# TLC Plate & Hybrid Fusion For Sale



## Miskenderoglu (May 11, 2019)

A limousine company got 1 car for sale Newyork states TLC Ford Fusion 2017 Hybrid 
For 35K ..


----------



## Fozzie (Aug 11, 2018)

2017 Ford Fusion Hybrid, 218k miles. Needs new engine, transmission, and brakes.

*Only $35K*

ROFLMAO


----------



## Miskenderoglu (May 11, 2019)

It’s 32000 miles clean title with no accident full serviced at ford service dealer only & just added the premium package until 150000 miles for free including..


----------



## CT1 (Aug 23, 2019)

Are TLC plates hard to get?


----------



## Miskenderoglu (May 11, 2019)

CT1 said:


> Are TLC plates hard to get?


No more registrations, only electric & disability cars .. no more limo, x or sedan cars ..


----------



## Stevie The magic Unicorn (Apr 3, 2018)

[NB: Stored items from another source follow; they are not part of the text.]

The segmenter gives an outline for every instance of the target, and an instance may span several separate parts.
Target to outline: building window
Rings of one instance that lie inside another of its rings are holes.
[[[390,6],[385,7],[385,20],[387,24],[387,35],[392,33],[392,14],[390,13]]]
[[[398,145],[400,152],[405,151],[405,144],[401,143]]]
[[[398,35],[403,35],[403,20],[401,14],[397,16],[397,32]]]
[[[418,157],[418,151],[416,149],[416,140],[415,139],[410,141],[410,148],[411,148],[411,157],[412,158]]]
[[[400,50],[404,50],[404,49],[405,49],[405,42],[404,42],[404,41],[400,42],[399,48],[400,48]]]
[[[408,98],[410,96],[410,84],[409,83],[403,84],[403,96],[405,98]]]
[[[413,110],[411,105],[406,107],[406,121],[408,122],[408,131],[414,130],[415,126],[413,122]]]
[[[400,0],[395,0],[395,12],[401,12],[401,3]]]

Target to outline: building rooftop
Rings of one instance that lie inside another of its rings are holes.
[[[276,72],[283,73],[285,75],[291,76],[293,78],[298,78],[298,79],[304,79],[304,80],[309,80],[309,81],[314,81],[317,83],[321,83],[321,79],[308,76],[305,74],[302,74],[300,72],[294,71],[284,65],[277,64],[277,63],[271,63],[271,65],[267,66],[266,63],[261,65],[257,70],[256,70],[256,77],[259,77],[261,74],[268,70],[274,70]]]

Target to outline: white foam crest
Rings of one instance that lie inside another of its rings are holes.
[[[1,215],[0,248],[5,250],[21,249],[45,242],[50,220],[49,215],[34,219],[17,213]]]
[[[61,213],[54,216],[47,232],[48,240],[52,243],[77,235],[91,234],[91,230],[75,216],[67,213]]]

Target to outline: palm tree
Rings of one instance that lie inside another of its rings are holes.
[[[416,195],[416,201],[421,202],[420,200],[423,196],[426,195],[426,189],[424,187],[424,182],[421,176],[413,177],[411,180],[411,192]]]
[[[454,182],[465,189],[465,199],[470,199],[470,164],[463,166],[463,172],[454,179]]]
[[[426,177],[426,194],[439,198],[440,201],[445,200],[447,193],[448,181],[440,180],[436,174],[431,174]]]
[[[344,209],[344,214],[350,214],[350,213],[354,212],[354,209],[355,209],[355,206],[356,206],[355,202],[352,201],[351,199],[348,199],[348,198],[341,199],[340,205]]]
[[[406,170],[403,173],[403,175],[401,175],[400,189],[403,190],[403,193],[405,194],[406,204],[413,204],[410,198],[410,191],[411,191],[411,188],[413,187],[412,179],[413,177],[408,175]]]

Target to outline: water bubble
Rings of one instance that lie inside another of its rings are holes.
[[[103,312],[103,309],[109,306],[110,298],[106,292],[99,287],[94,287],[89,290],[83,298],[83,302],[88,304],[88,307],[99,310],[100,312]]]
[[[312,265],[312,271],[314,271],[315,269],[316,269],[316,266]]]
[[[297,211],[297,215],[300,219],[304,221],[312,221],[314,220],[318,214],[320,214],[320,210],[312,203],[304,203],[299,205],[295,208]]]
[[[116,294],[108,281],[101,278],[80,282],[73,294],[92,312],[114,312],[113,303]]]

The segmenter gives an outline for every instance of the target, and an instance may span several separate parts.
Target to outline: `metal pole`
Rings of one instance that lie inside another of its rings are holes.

TLC plate = uber medallion in NYC


----------



## Odikmen (4 mo ago)

Miskenderoglu said:


> A limousine company got 1 car for sale Newyork states TLC Ford Fusion 2017 Hybrid
> For 35K ..


Is it still available?


Miskenderoglu said:


> A limousine company got 1 car for sale Newyork states TLC Ford Fusion 2017 Hybrid
> For 35K ..


Is it still available?


----------



## TomTheAnt (Jan 1, 2019)

Three years later? 🤦‍♂️


----------